Paperback, 140 pages
Published August 14th 2014 by Pushkin Press
This was my first Yasushi Inoue title but it will definitely not be my last. Life of a Counterfeiter is a collection of three short stories including the titular story, “Reeds,” and “Mr. Goodall’s Gloves.” All three stories are excellent and go a long way in establishing the kind of storyteller Mr. Inoue is. There is a certain stream of consciousness-esque element to these stories that I really liked. In Life of a Counterfeiter the main character is supposed to be a biographer of a famous painter Onuki Keigaku but while researching Keigaku, the narrator comes across Keigaku’s former friend Hara Hosen who he discovers is a counterfeiter of Keigaku’s works. The narrator is unwillingly fascinated by this counterfeiter and exerts considerable effort to find out more about him, driven perhaps by more than just curiousity about this counterfeiter. He feels an empathy for Hosen, the counterfeiter, inferring that Hosen’s brush with Keigaku’s genius may be what propelled the man down such a dark lane and then to his tragic end. The story is told in anecdotal bursts and the narrator relays his findings while he goes around living his life and surviving the war that Japan is in the middle of losing at the time. I could well imagine myself seated in a cafe or some such place listening to the story. The tone is welcoming, a bit self-deprecatory, and entirely wonderful. The other two stories continue much in the same vein.

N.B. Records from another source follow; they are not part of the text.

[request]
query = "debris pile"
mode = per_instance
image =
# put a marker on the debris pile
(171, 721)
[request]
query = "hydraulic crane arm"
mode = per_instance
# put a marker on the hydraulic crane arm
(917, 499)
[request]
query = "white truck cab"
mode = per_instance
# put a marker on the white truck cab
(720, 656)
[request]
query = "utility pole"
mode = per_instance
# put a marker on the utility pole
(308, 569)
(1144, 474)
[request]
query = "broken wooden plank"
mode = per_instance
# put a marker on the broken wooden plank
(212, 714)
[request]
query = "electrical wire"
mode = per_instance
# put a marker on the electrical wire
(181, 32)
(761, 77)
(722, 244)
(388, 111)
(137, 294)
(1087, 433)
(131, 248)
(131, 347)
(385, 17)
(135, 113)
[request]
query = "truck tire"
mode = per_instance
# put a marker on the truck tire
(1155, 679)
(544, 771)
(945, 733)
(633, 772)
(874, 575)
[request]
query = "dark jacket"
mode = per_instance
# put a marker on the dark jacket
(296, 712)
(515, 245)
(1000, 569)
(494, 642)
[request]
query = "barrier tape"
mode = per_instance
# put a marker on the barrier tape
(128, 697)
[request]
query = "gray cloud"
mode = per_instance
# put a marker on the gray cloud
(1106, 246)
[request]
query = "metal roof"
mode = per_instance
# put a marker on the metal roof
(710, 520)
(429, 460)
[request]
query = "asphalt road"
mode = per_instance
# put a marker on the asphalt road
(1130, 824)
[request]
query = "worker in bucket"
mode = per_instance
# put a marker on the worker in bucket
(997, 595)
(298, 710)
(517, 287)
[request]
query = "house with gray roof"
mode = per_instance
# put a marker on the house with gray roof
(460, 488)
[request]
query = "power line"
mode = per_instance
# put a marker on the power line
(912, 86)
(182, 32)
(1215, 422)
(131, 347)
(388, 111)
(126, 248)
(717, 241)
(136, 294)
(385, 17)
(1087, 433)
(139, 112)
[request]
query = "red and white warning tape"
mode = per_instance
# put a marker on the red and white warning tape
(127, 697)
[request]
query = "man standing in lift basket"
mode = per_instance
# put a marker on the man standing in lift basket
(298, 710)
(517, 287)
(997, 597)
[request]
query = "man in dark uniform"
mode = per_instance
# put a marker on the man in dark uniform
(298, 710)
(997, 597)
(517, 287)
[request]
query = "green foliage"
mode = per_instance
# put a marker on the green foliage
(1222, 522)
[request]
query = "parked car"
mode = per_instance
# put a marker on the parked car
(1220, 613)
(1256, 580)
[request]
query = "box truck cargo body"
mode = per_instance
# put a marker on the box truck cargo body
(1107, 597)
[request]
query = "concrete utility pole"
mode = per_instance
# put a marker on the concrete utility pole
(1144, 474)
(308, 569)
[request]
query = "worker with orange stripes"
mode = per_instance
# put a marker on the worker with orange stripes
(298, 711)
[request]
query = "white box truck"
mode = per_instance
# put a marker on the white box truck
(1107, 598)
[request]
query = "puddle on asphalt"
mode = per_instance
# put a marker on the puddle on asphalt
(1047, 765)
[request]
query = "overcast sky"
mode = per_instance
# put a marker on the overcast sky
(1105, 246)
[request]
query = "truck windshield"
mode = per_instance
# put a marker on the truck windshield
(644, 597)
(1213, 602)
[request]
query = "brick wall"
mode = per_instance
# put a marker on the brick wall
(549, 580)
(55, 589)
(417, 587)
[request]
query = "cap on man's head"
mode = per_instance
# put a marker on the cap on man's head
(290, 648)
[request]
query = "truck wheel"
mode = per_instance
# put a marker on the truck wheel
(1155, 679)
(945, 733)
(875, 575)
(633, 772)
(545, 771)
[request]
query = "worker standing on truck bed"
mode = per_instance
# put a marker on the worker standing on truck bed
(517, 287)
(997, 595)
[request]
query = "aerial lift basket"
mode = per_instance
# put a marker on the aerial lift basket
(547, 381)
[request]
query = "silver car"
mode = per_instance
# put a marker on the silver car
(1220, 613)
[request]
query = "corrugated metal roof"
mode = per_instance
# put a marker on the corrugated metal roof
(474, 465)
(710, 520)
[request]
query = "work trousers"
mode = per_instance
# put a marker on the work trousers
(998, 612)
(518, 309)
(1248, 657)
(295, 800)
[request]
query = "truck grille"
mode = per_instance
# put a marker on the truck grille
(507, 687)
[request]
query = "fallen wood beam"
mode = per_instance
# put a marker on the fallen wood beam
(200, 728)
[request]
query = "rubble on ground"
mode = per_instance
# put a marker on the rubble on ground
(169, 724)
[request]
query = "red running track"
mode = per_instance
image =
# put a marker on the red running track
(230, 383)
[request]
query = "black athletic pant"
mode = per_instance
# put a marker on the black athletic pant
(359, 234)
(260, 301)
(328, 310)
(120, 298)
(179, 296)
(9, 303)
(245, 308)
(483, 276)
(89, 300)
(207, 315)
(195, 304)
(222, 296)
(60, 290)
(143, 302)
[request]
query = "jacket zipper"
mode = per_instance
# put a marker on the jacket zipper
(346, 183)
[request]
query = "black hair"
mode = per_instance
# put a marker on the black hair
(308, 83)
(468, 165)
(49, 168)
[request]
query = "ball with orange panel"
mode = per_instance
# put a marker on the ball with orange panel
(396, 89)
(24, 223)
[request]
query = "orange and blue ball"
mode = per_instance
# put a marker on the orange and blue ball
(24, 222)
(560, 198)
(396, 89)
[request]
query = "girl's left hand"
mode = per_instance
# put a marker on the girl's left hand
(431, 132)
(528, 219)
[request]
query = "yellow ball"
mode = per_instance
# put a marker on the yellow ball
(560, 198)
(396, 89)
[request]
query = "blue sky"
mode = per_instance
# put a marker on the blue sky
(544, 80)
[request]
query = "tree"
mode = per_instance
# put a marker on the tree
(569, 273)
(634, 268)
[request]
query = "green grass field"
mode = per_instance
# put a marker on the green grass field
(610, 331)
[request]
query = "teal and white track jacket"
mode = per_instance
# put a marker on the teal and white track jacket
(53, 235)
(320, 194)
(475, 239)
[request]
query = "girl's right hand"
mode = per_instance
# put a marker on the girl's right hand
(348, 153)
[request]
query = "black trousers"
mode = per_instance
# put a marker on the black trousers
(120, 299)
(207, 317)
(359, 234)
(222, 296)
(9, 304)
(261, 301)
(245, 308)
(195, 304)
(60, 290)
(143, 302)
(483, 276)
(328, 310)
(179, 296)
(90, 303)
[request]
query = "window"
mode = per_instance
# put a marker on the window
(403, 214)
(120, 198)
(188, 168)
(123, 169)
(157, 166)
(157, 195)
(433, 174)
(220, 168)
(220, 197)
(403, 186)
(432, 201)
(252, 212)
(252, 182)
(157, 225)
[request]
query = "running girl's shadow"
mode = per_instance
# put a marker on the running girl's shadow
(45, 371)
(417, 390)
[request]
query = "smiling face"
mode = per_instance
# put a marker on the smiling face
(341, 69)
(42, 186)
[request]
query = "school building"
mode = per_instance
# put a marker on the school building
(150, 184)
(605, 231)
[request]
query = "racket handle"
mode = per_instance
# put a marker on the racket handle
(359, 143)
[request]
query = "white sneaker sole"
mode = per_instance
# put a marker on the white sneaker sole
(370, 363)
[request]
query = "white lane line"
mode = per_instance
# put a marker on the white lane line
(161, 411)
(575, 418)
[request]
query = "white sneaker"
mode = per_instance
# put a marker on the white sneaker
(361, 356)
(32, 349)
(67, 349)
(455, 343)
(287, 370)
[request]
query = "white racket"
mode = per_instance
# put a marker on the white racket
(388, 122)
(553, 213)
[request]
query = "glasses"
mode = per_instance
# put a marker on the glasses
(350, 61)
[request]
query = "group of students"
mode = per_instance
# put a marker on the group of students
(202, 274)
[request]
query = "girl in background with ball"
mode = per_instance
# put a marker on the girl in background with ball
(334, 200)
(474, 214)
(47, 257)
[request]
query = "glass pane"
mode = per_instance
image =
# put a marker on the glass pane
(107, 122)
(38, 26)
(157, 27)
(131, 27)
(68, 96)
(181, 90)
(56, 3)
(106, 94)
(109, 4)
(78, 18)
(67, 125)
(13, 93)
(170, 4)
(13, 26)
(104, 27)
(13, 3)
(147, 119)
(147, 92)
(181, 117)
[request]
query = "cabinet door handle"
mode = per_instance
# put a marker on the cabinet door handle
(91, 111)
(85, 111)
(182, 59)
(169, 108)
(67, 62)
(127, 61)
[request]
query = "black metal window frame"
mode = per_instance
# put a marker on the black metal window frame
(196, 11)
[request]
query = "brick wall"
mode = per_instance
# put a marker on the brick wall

In “Reeds” the same narrator talks about fragments of memories a person has that is usually matched with the fragment of memory someone else has and illustrates his point by elaborating in some detail his memories about his grandmother, and a couple he remembers from when he was very young but whom he can’t identify. “Mr. Goodall’s Gloves” concerns the same narrator’s grandmother, who was a mistress of his grandfather and not his true wife, and her interaction with a foreigner, Mr. Goodall, who gave her his gloves when she was left outside in the cold to wait for his grandfather. The stories concern the human condition and are characterized by the gentleness that I have come to associate with Japanese literature. Michael Emmerich’s translation is superlative and there is never an instance where I felt that anything was lost in translation.
If you enjoy Murakami, you will enjoy Yasushi Inoue. Though Inoue’s work does not have elements of magical realism that Murakami’s is famous for, it has the same vibrancy and earnestness that make Murakami’s work so fantastic. Strongly recommended.